Tag Archives: sleet

3 Reasons Why Michigan Winter Is Slowly Turning Me Into a Lunatic

Or, 3 Reasons Why I Will Need a Deep-Tissue Massage and Possibly Psychiatric Care When Spring Finally Arrives, Which Probably Won’t Be Till August

1. Driving in snow. 

The first time I had to do this, it was at night after a fresh snow fall. I was all, “What? Couple inches of snow? No problem, dude.” Pure hubris. By the time I reached my destination 20 hellish minutes later, I was shaking with abject terror. I may have even cried. I mean, just a little. Cause that trip was a slip-sliding, brake-failing, red-light running RIDE OF DEATH. And yes, I said brake-failing. Turns out, tires can get so slick with snow that brakes will, you know, sort of stop working. Surprise!

2. Wearing winter gear.

I can’t put my arms down!

Seriously, it feels just like this. Sometimes, riding along in the car wearing my engulfing puffy coat and knotted-up scarf and tight-laced boots, I will suddenly feel so claustrophobic that I see black spots. My entire being is squealing “Let me out! Let me out! Omg arrghghhhuuugghh!” But of course the car is too small for me to wriggle out of those mummy wrappings and I just have to sit there and try not to claw at myself like a maniac.

3. Getting sleeted in the face.

My skin is suffering, y’all. This delicate peaches-and-cream needs balmy breezes and gentle warmth to flourish—not angry blasts of tiny ice daggers. And even if it’s not blizzardy outside, the wind alone is frosty as a beeyatch. Plus, the air in general, in or outside, seems much drier and way more harsh; I think I’m starting to understand what grapes feel like when they turn into raisins. My normal moisturizing routine—chapstick, lotion, more chapstick, MORE LOTION—has become even more obsessive than it used to be. Actually, I didn’t realize the true extent of that statement till I went around the house and gathered up the various products I’ve been using lately, which I keep stashed in strategic locations:

If I don’t turn into a chunk of ice and shatter by spring, I will be lotion-y enough to make some serial killer a nice, supple skin suit.

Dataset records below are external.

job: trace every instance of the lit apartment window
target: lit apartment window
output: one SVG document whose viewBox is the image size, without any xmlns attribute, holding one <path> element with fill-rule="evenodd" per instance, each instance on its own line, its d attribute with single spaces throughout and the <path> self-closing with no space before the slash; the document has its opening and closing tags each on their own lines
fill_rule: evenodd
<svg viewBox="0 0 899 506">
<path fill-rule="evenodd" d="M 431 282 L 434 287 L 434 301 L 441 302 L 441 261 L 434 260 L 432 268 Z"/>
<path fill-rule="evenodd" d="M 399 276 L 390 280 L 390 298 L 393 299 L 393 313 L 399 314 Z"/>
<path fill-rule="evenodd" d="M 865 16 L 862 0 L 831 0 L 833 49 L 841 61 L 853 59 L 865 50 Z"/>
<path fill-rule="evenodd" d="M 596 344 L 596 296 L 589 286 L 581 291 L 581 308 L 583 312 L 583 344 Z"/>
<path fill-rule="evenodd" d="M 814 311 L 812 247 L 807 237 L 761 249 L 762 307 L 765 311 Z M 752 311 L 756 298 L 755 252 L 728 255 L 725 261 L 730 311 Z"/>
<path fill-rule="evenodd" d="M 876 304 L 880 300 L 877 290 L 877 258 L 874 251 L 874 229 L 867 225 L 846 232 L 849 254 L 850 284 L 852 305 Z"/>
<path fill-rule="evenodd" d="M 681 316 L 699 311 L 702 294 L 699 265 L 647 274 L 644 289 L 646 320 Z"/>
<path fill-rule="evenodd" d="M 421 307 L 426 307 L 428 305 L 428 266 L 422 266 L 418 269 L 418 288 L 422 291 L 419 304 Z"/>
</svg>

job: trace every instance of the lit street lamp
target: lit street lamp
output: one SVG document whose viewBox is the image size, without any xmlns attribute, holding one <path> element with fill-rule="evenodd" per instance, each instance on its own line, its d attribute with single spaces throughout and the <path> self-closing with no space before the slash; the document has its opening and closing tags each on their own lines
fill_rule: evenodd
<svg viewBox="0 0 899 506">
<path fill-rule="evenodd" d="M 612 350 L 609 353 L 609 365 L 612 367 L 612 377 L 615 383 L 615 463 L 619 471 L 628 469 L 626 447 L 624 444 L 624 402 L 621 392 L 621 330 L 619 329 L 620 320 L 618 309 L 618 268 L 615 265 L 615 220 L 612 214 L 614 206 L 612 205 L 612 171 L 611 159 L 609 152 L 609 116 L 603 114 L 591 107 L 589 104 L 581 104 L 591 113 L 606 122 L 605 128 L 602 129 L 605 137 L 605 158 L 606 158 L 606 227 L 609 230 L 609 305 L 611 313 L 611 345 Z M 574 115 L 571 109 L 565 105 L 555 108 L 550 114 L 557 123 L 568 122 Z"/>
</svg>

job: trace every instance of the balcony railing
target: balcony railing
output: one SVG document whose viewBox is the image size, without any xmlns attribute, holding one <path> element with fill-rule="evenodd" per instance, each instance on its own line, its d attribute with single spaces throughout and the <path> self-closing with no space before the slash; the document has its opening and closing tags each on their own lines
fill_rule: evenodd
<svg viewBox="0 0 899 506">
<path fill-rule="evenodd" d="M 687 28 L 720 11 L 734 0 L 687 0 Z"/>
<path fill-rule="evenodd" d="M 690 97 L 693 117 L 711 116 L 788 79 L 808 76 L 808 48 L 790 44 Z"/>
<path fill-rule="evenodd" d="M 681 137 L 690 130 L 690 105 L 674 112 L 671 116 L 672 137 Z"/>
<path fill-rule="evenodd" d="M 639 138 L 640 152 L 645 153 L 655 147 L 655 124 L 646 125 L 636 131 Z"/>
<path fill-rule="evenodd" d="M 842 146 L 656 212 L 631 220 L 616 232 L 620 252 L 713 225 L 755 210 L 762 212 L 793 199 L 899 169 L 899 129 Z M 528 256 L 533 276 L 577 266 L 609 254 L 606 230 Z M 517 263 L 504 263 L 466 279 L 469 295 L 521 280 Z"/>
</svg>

A few times this week, husband tried to sneak chapsticks from their assigned stations to keep in his pocket at work, which caused me to develop an acute case of Crazy Eyes when confronting him about it. Trust me when I say that I will not survive this mini Ice Age unless I have endless supplies of salves and balms at my painfully dry fingertips. So persons who are interested in getting into their side of the bed and NOT discovering a dirty sludgeball from the pile of old plowed snow in the parking lot better think twice before trifling with me.